Um garotão que escreveu dois roteiros em que os protagonistas são velhos. Velhinhos. Idosos.

Bem interessante.

O IMDb afirma que o roteiro foi escrito já pensando em Jane Fonda no papel de Vivian, a que come os caras mas não tem conexão afetiva com eles, e em Diane Keaton como Diane, a viúva que – numa idade em que em geral não se pensa no início de uma conexão afeita – tem a sorte de trombar com um homem bonito, simpático, rico pra cacete e solteiro.

O diálogo que transcrevi mostra perfeitamente que Vivian foi feita para Jane Fonda e Diane foi feita para Diane Keaton.

“O que será que acontece com uma vagina depois de 18 anos?”

Essa é a perfeita frase que a gente espera ouvir de uma personagem de Jane Fonda. Assim como a gente espera de Diane Keaton a frase “Acho que Werner Herzog fez um documentário sobre isso.”

Acho bastante fascinante que este Book Club mostre personagens interpretadas por Jane Fonda, Candice Bergen, Diane Keaton e Mary Steenburger como se fossem amigos da vida inteira, e portanto da mesma geração. Elas não são da mesma geração, de forma alguma.

Jane Fonda é de 1937; estava com 81 anos em 2018, o ano de lançamento do filme. Candice Bergman e Diane Keaton são de 1946, estavam com 72. Mary Steenburger, a caçula da turma, de 1953, tinha apenas 65.

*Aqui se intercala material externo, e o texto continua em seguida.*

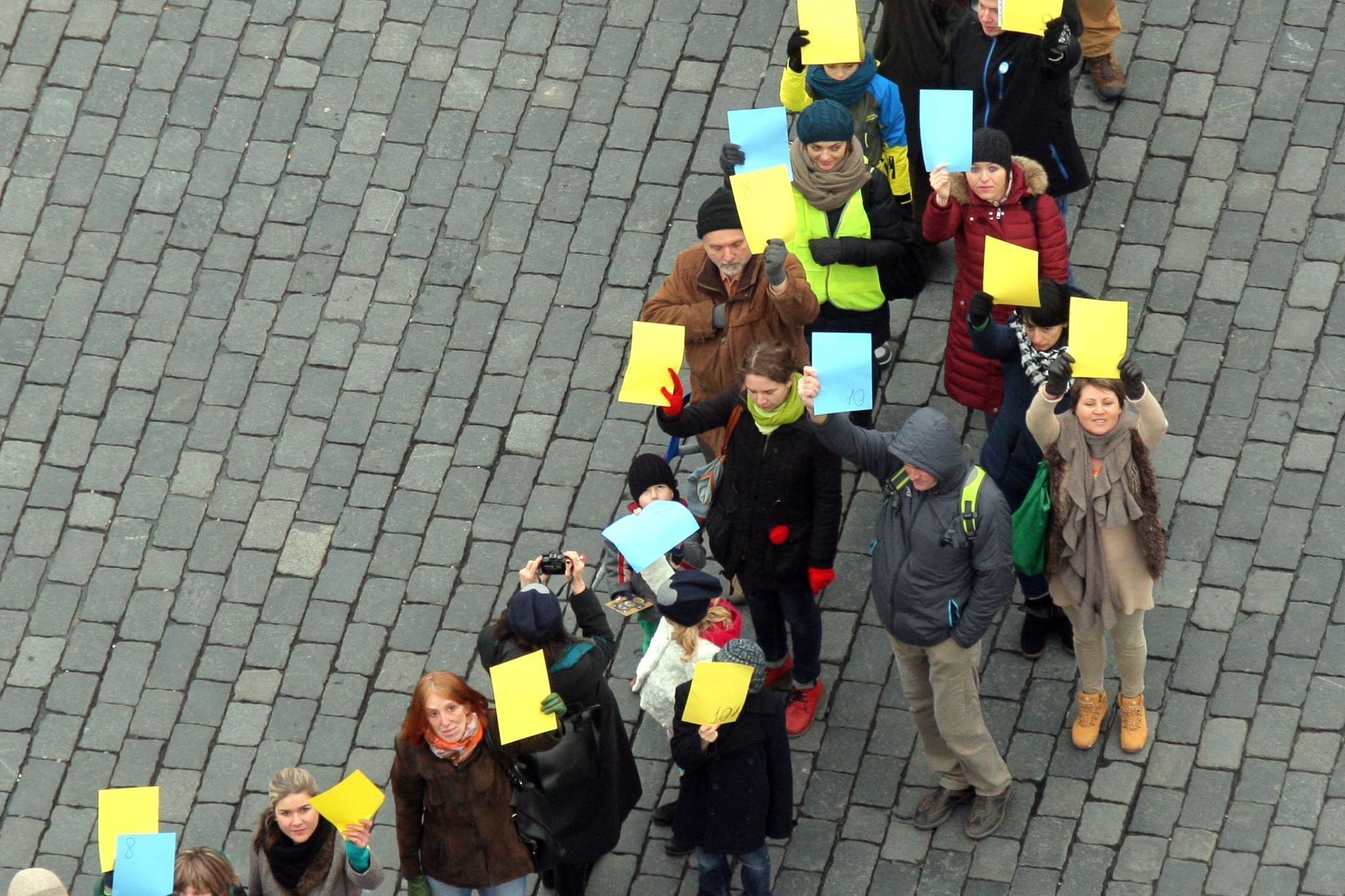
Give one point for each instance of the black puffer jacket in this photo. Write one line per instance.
(1017, 89)
(740, 790)
(784, 483)
(922, 557)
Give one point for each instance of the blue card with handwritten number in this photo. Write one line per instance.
(646, 536)
(845, 368)
(764, 137)
(144, 864)
(946, 128)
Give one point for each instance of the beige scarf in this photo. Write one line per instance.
(1095, 504)
(829, 190)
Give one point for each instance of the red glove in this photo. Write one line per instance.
(672, 397)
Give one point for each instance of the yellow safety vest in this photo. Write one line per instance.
(847, 287)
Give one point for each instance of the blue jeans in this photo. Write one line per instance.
(716, 873)
(1063, 204)
(798, 607)
(517, 887)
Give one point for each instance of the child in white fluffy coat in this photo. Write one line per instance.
(693, 628)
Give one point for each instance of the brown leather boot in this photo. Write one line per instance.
(1108, 74)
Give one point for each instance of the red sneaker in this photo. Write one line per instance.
(780, 673)
(801, 709)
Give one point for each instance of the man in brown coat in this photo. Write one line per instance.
(729, 299)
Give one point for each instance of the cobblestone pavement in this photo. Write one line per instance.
(312, 312)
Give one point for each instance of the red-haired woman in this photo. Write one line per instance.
(455, 830)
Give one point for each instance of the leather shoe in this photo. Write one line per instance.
(938, 805)
(987, 813)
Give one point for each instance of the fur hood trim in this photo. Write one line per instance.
(1024, 172)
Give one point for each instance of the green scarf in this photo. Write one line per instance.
(790, 411)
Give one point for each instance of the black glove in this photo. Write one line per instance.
(1056, 39)
(798, 40)
(825, 250)
(979, 311)
(1133, 379)
(729, 156)
(775, 255)
(1059, 375)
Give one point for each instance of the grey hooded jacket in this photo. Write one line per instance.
(922, 558)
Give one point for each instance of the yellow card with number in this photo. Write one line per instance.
(349, 802)
(124, 810)
(1098, 335)
(655, 349)
(1028, 16)
(766, 207)
(521, 685)
(717, 694)
(1010, 274)
(833, 29)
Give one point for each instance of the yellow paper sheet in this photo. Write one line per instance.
(521, 685)
(1010, 274)
(833, 29)
(124, 810)
(655, 349)
(1028, 16)
(349, 802)
(717, 693)
(1098, 335)
(766, 207)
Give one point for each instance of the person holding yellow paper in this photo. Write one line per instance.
(455, 827)
(874, 105)
(296, 852)
(577, 669)
(858, 246)
(1003, 197)
(729, 299)
(1106, 543)
(738, 782)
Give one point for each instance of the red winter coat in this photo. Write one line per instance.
(970, 379)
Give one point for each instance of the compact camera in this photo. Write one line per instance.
(553, 564)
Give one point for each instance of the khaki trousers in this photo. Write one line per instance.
(1102, 25)
(1127, 637)
(941, 688)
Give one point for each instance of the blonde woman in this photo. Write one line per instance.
(296, 852)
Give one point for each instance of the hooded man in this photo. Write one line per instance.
(941, 574)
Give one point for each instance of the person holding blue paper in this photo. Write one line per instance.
(857, 245)
(296, 852)
(650, 480)
(874, 105)
(776, 517)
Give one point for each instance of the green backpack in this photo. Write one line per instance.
(1031, 522)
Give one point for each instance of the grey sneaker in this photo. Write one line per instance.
(987, 813)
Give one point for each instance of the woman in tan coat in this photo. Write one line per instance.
(1106, 544)
(455, 829)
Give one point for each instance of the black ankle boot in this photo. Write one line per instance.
(1036, 626)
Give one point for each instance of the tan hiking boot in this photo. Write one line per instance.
(1092, 709)
(1134, 723)
(1108, 74)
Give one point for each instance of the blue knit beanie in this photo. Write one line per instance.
(825, 121)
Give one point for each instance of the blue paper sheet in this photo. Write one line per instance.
(764, 137)
(651, 533)
(946, 128)
(144, 864)
(845, 368)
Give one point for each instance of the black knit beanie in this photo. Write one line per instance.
(717, 213)
(650, 470)
(992, 144)
(825, 121)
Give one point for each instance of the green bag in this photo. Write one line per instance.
(1031, 522)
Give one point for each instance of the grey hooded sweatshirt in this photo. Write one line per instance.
(922, 558)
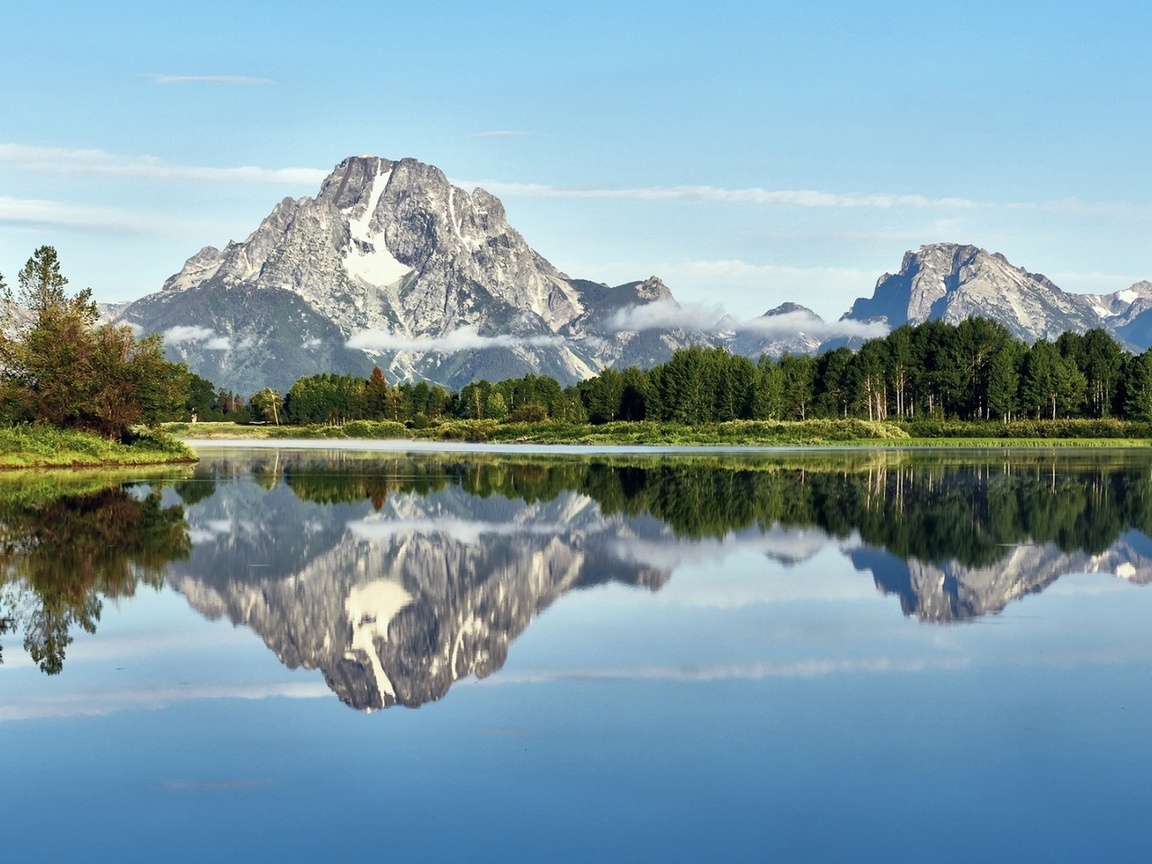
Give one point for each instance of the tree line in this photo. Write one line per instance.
(59, 368)
(971, 371)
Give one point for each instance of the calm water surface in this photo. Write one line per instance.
(316, 654)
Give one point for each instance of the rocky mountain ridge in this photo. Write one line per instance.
(392, 265)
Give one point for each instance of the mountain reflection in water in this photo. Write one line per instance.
(398, 576)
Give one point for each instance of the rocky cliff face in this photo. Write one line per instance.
(950, 282)
(391, 264)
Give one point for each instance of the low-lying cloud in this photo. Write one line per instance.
(211, 341)
(465, 339)
(667, 313)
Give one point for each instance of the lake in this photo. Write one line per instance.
(302, 654)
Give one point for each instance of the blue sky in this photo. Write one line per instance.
(748, 153)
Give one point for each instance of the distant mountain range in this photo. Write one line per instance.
(392, 265)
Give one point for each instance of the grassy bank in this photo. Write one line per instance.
(741, 433)
(38, 446)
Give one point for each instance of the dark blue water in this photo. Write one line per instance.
(650, 687)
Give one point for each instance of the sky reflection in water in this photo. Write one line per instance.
(681, 659)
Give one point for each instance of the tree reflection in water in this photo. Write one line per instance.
(62, 551)
(369, 567)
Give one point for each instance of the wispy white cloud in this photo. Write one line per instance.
(667, 313)
(242, 80)
(192, 333)
(33, 212)
(465, 339)
(99, 163)
(722, 195)
(791, 323)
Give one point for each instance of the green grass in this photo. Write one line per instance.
(42, 446)
(736, 433)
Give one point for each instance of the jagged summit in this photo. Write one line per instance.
(388, 264)
(953, 281)
(392, 265)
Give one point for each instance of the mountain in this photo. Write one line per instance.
(950, 282)
(389, 264)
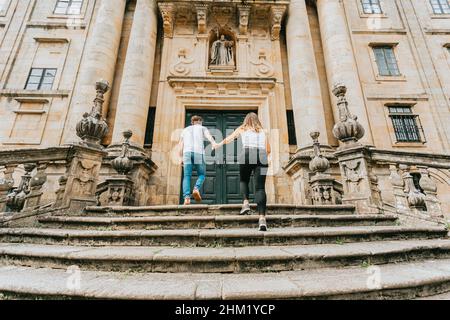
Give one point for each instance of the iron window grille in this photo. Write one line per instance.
(386, 61)
(41, 79)
(407, 126)
(371, 6)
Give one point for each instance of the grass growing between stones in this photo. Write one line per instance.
(366, 264)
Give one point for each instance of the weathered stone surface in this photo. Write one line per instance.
(397, 281)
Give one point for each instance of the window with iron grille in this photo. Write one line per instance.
(150, 127)
(41, 79)
(68, 7)
(291, 128)
(406, 124)
(371, 6)
(386, 61)
(440, 6)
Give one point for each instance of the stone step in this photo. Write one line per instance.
(213, 210)
(220, 237)
(213, 222)
(222, 260)
(392, 281)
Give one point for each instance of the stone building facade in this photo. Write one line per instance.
(286, 58)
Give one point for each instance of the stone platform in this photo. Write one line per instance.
(210, 252)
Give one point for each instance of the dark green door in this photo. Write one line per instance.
(222, 170)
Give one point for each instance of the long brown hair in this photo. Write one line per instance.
(251, 122)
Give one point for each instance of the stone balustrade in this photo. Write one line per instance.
(373, 180)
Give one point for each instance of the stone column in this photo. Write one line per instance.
(99, 62)
(339, 58)
(307, 100)
(136, 85)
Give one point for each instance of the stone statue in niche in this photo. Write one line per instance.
(222, 52)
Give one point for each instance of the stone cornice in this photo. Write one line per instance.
(248, 2)
(221, 85)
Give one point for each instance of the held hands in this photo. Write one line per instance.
(217, 145)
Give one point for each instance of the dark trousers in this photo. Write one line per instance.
(254, 161)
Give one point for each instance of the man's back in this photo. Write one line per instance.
(193, 138)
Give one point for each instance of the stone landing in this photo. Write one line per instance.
(210, 252)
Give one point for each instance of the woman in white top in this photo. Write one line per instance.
(253, 159)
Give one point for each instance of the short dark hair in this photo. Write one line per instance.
(196, 119)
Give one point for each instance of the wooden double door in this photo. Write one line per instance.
(222, 170)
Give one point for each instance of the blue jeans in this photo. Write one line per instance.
(193, 161)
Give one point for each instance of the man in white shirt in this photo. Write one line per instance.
(193, 152)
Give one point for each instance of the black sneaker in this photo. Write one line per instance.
(245, 209)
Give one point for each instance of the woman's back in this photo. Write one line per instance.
(253, 139)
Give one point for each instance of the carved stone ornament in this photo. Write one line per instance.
(122, 164)
(202, 17)
(348, 129)
(276, 18)
(182, 66)
(84, 181)
(319, 163)
(7, 182)
(93, 128)
(416, 199)
(15, 201)
(263, 67)
(353, 175)
(244, 15)
(167, 14)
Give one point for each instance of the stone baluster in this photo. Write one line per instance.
(416, 199)
(79, 185)
(93, 128)
(15, 201)
(430, 189)
(323, 187)
(348, 130)
(340, 61)
(99, 61)
(120, 187)
(136, 84)
(33, 199)
(307, 102)
(398, 186)
(359, 182)
(6, 184)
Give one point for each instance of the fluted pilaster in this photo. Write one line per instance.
(307, 100)
(99, 62)
(340, 60)
(135, 89)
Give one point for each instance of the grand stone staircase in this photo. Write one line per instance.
(209, 252)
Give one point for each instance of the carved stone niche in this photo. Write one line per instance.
(182, 67)
(263, 68)
(222, 51)
(202, 18)
(276, 19)
(167, 14)
(244, 16)
(359, 181)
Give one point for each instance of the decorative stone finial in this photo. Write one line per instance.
(319, 164)
(416, 199)
(93, 128)
(122, 164)
(15, 201)
(348, 129)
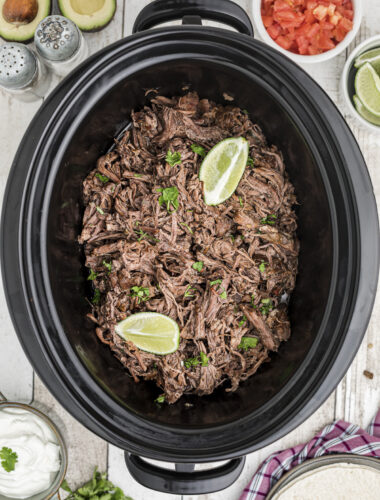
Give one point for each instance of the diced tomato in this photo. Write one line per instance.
(307, 27)
(320, 12)
(267, 20)
(274, 30)
(284, 42)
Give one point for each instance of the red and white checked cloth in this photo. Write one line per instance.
(338, 437)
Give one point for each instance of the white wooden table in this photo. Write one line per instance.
(356, 399)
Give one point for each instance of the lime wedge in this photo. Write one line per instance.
(372, 57)
(367, 115)
(222, 169)
(367, 85)
(151, 332)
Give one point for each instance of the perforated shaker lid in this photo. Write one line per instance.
(18, 65)
(57, 38)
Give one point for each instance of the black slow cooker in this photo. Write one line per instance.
(43, 265)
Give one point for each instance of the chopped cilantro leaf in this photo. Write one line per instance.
(173, 158)
(200, 150)
(198, 266)
(247, 343)
(92, 275)
(102, 178)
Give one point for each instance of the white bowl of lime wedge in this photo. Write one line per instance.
(360, 84)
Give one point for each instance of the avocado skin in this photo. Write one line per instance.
(29, 37)
(89, 29)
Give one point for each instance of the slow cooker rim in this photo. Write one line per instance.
(203, 32)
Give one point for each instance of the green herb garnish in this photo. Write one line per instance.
(173, 158)
(188, 291)
(215, 282)
(92, 275)
(242, 321)
(108, 266)
(200, 150)
(187, 226)
(247, 343)
(98, 488)
(266, 306)
(202, 360)
(102, 178)
(142, 293)
(8, 459)
(198, 266)
(169, 197)
(270, 219)
(141, 235)
(96, 297)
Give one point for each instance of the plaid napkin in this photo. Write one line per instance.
(338, 437)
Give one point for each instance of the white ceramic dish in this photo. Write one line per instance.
(347, 81)
(261, 30)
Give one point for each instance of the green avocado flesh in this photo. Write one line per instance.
(23, 32)
(88, 15)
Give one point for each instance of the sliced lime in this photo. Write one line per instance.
(372, 57)
(222, 169)
(150, 331)
(367, 85)
(367, 115)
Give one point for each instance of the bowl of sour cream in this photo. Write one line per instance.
(33, 456)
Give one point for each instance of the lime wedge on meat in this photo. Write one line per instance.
(222, 169)
(372, 57)
(367, 115)
(151, 332)
(367, 85)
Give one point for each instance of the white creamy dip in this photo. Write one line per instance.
(37, 450)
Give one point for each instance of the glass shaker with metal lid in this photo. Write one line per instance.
(60, 42)
(21, 72)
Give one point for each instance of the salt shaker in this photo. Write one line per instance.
(61, 44)
(21, 73)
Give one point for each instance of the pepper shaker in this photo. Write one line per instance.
(21, 73)
(60, 42)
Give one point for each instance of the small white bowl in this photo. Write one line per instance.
(358, 13)
(348, 77)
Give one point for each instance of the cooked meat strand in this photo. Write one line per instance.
(247, 245)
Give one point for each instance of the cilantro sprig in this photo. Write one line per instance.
(198, 266)
(9, 458)
(99, 488)
(140, 292)
(169, 198)
(200, 150)
(247, 343)
(173, 158)
(202, 360)
(102, 177)
(270, 219)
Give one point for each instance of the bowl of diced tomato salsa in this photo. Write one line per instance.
(308, 30)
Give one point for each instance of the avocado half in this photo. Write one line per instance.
(88, 15)
(23, 32)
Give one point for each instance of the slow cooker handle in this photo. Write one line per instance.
(183, 481)
(193, 11)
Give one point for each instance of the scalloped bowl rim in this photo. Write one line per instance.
(298, 58)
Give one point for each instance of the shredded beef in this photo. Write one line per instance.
(248, 243)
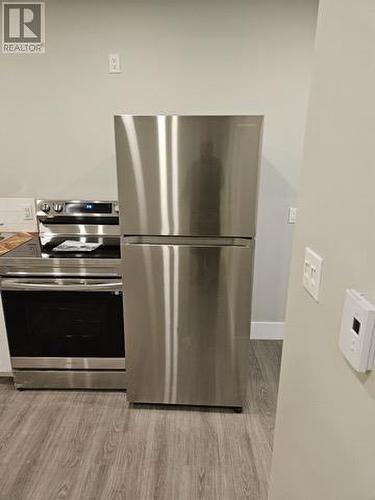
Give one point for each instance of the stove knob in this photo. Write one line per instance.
(57, 207)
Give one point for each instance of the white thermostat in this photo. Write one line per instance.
(357, 335)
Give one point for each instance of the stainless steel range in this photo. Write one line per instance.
(62, 299)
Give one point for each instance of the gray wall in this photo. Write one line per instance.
(56, 132)
(325, 435)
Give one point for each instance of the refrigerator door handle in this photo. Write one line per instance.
(188, 241)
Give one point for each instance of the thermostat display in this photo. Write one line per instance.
(357, 335)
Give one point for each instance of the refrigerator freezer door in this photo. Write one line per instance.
(188, 175)
(187, 323)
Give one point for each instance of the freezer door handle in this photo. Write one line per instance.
(196, 241)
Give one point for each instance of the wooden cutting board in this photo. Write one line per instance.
(14, 241)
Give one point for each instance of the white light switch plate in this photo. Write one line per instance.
(312, 272)
(292, 215)
(17, 214)
(114, 63)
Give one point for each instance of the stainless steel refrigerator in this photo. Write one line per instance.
(188, 195)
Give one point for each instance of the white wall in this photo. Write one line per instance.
(325, 435)
(250, 56)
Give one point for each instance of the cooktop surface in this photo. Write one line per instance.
(108, 249)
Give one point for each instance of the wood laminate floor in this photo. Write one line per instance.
(80, 445)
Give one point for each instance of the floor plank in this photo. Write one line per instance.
(80, 445)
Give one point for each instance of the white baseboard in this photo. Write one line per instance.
(262, 330)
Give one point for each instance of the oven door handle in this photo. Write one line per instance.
(63, 285)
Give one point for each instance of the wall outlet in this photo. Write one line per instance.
(292, 215)
(114, 63)
(28, 212)
(312, 273)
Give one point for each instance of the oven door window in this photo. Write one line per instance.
(64, 324)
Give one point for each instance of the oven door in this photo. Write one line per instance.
(64, 323)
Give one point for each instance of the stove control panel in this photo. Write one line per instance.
(68, 208)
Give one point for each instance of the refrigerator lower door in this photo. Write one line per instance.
(187, 322)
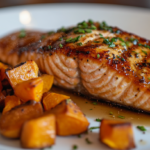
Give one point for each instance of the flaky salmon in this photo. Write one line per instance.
(92, 58)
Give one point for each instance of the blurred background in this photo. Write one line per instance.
(137, 3)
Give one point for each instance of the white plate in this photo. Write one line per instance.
(53, 16)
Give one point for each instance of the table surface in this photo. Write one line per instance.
(136, 3)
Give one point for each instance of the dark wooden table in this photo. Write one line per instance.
(137, 3)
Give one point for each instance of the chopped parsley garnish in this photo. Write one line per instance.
(92, 128)
(60, 39)
(135, 52)
(98, 120)
(50, 32)
(121, 117)
(101, 35)
(142, 128)
(74, 147)
(98, 56)
(49, 46)
(96, 41)
(95, 103)
(60, 45)
(144, 52)
(22, 34)
(43, 37)
(112, 45)
(88, 141)
(90, 21)
(88, 30)
(104, 26)
(93, 27)
(111, 113)
(122, 59)
(109, 43)
(78, 31)
(123, 44)
(114, 39)
(62, 29)
(118, 31)
(79, 44)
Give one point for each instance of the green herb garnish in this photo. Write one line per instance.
(90, 21)
(60, 39)
(98, 120)
(93, 27)
(78, 31)
(79, 44)
(142, 128)
(50, 32)
(60, 45)
(101, 35)
(22, 34)
(121, 117)
(49, 46)
(88, 141)
(88, 30)
(96, 41)
(123, 44)
(74, 147)
(144, 52)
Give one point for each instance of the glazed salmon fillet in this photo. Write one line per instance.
(92, 58)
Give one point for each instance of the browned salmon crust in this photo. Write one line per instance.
(91, 58)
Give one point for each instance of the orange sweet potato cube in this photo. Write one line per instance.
(117, 134)
(47, 82)
(2, 101)
(69, 118)
(39, 132)
(22, 72)
(11, 102)
(3, 68)
(30, 90)
(50, 100)
(12, 121)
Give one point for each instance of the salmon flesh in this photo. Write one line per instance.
(92, 58)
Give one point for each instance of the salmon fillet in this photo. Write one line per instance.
(92, 58)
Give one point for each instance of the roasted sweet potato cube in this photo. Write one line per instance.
(69, 118)
(3, 67)
(30, 90)
(2, 101)
(11, 102)
(117, 134)
(47, 82)
(39, 132)
(50, 100)
(1, 87)
(12, 121)
(22, 72)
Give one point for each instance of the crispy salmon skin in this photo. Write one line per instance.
(91, 58)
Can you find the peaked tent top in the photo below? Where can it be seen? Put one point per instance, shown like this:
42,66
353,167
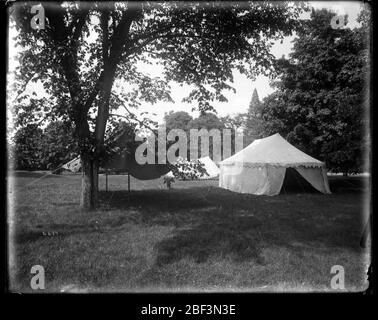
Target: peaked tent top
273,150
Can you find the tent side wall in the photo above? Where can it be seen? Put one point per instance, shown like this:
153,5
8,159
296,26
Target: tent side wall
267,180
253,180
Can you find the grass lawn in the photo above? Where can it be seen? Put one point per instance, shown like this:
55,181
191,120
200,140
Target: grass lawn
195,236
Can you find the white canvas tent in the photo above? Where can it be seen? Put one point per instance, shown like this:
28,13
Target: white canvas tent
260,168
73,165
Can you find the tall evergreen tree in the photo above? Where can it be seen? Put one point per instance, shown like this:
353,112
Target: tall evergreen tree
252,119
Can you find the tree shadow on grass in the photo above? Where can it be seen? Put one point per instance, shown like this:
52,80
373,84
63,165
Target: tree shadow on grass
211,221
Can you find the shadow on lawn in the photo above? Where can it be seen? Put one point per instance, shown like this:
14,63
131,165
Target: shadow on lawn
211,221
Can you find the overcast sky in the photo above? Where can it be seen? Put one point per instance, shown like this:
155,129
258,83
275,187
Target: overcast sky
237,102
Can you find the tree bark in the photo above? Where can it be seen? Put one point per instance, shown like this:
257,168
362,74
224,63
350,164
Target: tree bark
89,189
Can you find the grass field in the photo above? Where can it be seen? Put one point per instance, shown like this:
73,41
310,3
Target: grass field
195,236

Na tela, não parece haver grande diferença de idade entre elas.

E a verdade é que é uma maravilha ver o cinema falar de vida sexual de mulheres que passaram dos 65 anos!

Anotação em fevereiro de 2021       

Do Jeito que Elas Querem/Book Club

De Bill Holderman, EUA, 2018

Com Diane Keaton (Diane),

Jane Fonda (Vivian),

Candice Bergen (Sharon),

Mary Steenburgen (Carol)

e Andy Garcia (Mitchell, que paquera Diane), Craig T. Nelson (Bruce, o marido de Carol), Don Johnson (Arthur, o caso de Vivian), Ed Begley Jr. (Tom, o ex-marido de Sharon). Richard Dreyfuss  (George, o do encontro com Sharon), Wallace Shawn (Dr. Derek, o veterinário de Diane), Alicia Silverstone (Jill, filha de Diane), Katie Aselton (Adrianne), Mircea Monroe (Cheryl, a namorada de Tom), Tommy Dewey (Chris), John Shartzer (Andrew)

Argumento e roteiro Bill Holderman & Erin Simms

Fotografia Andrew Dunn

Música Peter Nashel

Montagem Priscilla Nedd-Friendly

Casting Kerry Barden, Avy Kaufman, Paul Schnee

Direção de arte Rachel O’Toole

Produção Apartment Story, Endeavor Content, June Pictures.

Cor, 104 min (1h44)

Disponível no Now em fevereiro de 2021.

**1/2

4 Comentários para “Do Jeito que Elas Querem / Book Club”

  1. Super feliz em ter achado um filme legal para assistir, estava a horas procurando, quase desistindo.
    Vou acompanhar mais o seu site!

  2. Adorei esse filme e também o segundo. Uma delícia de ver e muito interessante pra pensar.